If it’s a modern home and the frames are not particularly attractive, we recommend an outside mounted shade. On the other hand, If the frames are a focal point and the architecture is classic, opt for the inside mount.
A Roman shade can be raised and lowered with three types of control systems—a continuous loop system, cord lock, and cordless.
A continuous loop system is essentially a replacement for the traditional dangling cords of the past. The closed loop mechanism lets you easily & evenly raise, lower, and precisely position your shades. It’s also the most popular control because it’s easiest to operate and precise.

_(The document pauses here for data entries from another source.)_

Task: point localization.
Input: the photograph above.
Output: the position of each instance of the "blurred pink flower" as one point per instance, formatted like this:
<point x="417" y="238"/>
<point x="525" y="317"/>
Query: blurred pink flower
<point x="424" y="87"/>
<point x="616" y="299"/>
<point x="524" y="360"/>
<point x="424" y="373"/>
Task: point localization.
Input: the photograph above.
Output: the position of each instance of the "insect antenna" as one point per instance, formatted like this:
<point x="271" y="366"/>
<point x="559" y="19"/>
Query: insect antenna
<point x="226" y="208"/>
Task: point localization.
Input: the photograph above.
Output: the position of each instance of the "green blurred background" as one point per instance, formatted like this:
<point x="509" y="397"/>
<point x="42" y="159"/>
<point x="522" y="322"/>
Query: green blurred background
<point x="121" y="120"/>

For shades that are bigger, we’d usually always recommend the continuous loop system.
Photo from Crystal Palecek
The cord lock, an option where all the lift strings are combined into one single cord, held by what the industry calls a lock or cleat. Without a doubt this is a more traditional take on controlling a roman shade. We give it a thumbs up because of how quiet it functions. Be mindful though, sometimes a cord jams and will cause the shade to lift lopsided.

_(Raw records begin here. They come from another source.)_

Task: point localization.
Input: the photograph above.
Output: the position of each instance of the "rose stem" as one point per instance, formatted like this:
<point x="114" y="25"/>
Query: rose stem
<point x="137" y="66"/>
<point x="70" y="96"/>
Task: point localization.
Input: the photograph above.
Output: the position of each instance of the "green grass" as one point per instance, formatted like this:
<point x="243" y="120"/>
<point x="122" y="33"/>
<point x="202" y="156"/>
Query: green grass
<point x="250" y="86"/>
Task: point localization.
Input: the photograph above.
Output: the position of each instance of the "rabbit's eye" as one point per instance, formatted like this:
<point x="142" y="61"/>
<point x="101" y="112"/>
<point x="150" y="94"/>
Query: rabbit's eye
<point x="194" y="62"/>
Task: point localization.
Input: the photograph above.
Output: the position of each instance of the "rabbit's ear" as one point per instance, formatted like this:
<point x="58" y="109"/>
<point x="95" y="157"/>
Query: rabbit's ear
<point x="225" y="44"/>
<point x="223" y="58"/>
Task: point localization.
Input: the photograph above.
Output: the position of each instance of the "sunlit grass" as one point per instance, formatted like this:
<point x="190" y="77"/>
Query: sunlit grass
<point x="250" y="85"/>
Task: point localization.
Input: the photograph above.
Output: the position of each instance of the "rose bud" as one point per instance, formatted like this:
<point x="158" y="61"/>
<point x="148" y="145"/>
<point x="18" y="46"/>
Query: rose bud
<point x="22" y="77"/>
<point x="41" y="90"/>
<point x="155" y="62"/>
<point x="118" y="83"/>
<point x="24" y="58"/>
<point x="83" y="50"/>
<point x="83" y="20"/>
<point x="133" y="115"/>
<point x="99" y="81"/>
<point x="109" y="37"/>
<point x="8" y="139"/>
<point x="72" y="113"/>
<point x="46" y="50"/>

The main problem with strings leads us to the most modern of options – the cordless option. Just as it sounds, this system will disqualify exposed cords and easily lifts or lowers with a light push or pull on the shade.
Photo by Alva
As much as you might like to show off your modern home, you don’t want uncovered windows to invite prying eyes. However, you also don’t want to spend a fortune creating that decoration and privacy. Custom roman shades give you the look of costly window treatments at a price that will pleasantly surprise you! Roman shades, sometimes often called Roman blinds, are a beautiful blend of today's most popular home decor trends, colors, and fabrics that are suited for any occasion.